Mmmm. But he is not running a return pump.

Another benefit of a sump is simply adding more water volume. A 90g tank plus a 50% full 25g sump give you 102g total.

In my 150g discus tank I added 50g water at the sump.
In my 180g SW system, I have a 25g rock only, a 33g algae tank, and a 25g sump. Adding another 70g water to the system.

This allow me to up the density a bit in the display tank. For the SW system, it may be more energy efficient as I can use two return pumps to drive four tanks, skimmer, UV sterilizer, calc reactor and sulphur chamber.


----------



## spit.fire (Jan 3, 2011)

gklaw said:


> Mmmm. But he is not running a return pump.
> 
> Another benefit of a sump is simply adding more water volume. A 90g tank plus a 50% full 25g sump give you 102g total.
> 
> ...


im running the return pump right now, otherwise the filtered water wouldnt be able to make it back to the tank.


----------



## 2wheelsx2 (Apr 21, 2010)

Waste of filter.

As for the extra volume thing, it makes sense in theory, but in practical terms, I've been finding that it's cheaper to just buy a bigger tank. Say you're running a 180 with a 30 gallon sump, just buy a 210 or 240, etc. Or do the harder method, which is to stock at lower levels. I think the added the complexity of a sump is not worth the gains just for that.

For me there are 2 main benefits to a sump:
1. Gets everything out of the tank except powerheads, and you may be able to do everything if you had a big enough pump and split the outlets to direct the flows.
2. Keeps water level constant and allows you to do water changes, dosing, cleaning of the media, without disturbing the tank.

The other benefits are relatively minor and there are other methods to achieve easily, again, IMO.


----------



## spit.fire (Jan 3, 2011)

2wheelsx2 said:


> Waste of filter.
> 
> As for the extra volume thing, it makes sense in theory, but in practical terms, I've been finding that it's cheaper to just buy a bigger tank. Say you're running a 180 with a 30 gallon sump, just buy a 210 or 240, etc. Or do the harder method, which is to stock at lower levels. I think the added the complexity of a sump is not worth the gains just for that.
> 
> ...


i really like not having anything in the main tank, i dont have powerheads because well, bichirs dont need alot of movement and how i drilled the tubes i get quite a bit of flow in every direction out of the sump.
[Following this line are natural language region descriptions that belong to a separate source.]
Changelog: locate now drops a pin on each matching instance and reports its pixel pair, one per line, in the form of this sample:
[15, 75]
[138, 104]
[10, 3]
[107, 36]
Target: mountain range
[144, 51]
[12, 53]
at the moment im using the lower tank for a growout tank for my snakeheads and my senegals seem to like going down the waterslide to the sump so they're in there for now as well (they're only 4" long)

once i have the time i plan on setting up a 125 gallon tank but first i need to reseal it, build a stand and drill the tank so it could be some time before any of that happens

i also have to finish my stand for my 90 gallon and finish the sump


----------



## The Guy (Nov 26, 2010)

Hey Tyler: 
Just thought I would let you know I did end up using the 2213 I got from you to run my sterilizer in 46 Gallon tank, it's very quiet when running. Thanks Laurie


----------